Companies and governments throughout the world have increased investments in hydrogen development. There’s growing interest by Congress and President Joe Biden in acceleration of research leading to affordable, abundant and clean hydrogen production and consumption in the United States.
In 2021, the U.S. Department of Energy’s Earthshot program included an initiative designed to speed deployment of hydrogen at scale. The agency plans to invest billions of dollars in lowering the cost of producing hydrogen from renewable energy such as solar and wind.
A Kansas angle
Spease said the good news was that making hydrogen with the best natural assets could result in a product cheaper than any fossil fuel.
Currently, much of the cost of producing green hydrogen was the price of power to run electrolyzers that split hydrogen from oxygen in water via electric current. A key to success of a hydrogen industry in Kansas, he said, would be the purchase of wind power generated at night when demand and cost were lowest.
Spease said this green electricity would to run industrial electrolyzers in Kansas to create massive quantities of hydrogen. The hydrogen would be stored in the state’s underground salt caverns until moved to commercial businesses through PVC pipelines.

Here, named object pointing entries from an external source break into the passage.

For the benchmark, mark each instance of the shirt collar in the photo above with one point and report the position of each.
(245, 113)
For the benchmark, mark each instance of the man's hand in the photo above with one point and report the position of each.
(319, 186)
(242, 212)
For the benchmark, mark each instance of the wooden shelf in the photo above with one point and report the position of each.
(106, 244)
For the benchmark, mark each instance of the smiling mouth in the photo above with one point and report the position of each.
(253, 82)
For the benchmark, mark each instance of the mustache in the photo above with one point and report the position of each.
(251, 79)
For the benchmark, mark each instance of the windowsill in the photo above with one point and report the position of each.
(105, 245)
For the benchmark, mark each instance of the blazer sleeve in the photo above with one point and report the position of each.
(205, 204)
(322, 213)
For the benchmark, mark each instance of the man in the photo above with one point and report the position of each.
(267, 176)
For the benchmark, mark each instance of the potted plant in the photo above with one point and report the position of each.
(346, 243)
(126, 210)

Heavy industry — think steel or cement plants — should lower emissions by drawing hydrogen from green sources rather than the so-called gray or blue hydrogen made from natural gas or other fossil fuels that involve carbon sequestration, Spease said. He pushed back against fossil fuel advocates interested in blending hydrogen with natural gas in the nation’s existing natural gas pipeline network.
“That’s going to be a bad idea,” Spease said. “There are some people in the hydrogen industry who insist that it’s OK. All they’re doing is really trying to prolong the use of natural gas.”
Fuel pump station
At some point, he said, businesses ought to be able to install electrolyzers and underground storage tanks at fuel stations for the production and sale of hydrogen for vehicles.
Spease said cars or trucks could be converted to run on hydrogen — a strategy embraced by Amazon in a contract with hydrogen fuel cell manufacturer Plug Power for long-haul trucks. The distinction from current practice would be that hydrogen must be pumped into car or truck fuel tanks under pressure, he said.